The recent “Tsunami Cina” and “Apa lagi Cina mau?” rhetoric has deeply saddened my heart. I have never in my life seen the Malay race as a race so segregated from my own daily life, and for the first time and on such an official basis, I am dejected by my own fellow citizens – no more and no less, by the highest ranking people governing the nation.
I live among many Malays who are peaceful and are, like my own family, trying to earn a livelihood and raise their children in the most honest way they know how. They are very religious people who consistently perform their daily solat at the surau just across my house, and for that, they have my utter admiration.
Pakcik carrying me
When I was young, some of the people who had most deeply impacted my life were Malay Muslims. As a child of four or five years old, there was an elderly man (I knew him only as Pakcik) who used to send my mother to school and fetch her back in his trishaw. And because he adored me so much, from the time he dropped my mother off at school until her dismissal when he picked her up, he would fetch me all around town in his trishaw together with his other passengers. I can and will never forget the cuddles and hugs he gave me every day.

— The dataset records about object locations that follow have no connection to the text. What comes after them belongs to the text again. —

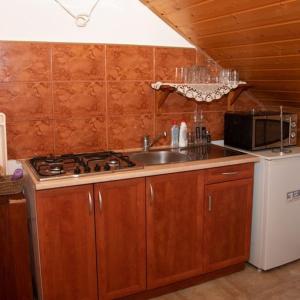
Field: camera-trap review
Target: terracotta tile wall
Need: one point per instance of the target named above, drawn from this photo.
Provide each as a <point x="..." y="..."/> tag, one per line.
<point x="62" y="98"/>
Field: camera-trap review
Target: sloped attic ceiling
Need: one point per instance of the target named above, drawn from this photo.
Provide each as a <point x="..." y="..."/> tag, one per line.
<point x="260" y="38"/>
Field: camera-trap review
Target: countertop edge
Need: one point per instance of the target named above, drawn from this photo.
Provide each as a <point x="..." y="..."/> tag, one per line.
<point x="146" y="171"/>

He would often also take me home to his house because his elderly wife too adored me. They were very poor, but whenever I went to their dilapidated house, a cup of hot kopi O always came out from the kitchen with a few pieces of square-shaped biscuits. Makcik would dip these biscuits into the kopi O piece by piece and feed them to me. Pakcik obviously had very little money, but he often bought me little toys and tit-bits.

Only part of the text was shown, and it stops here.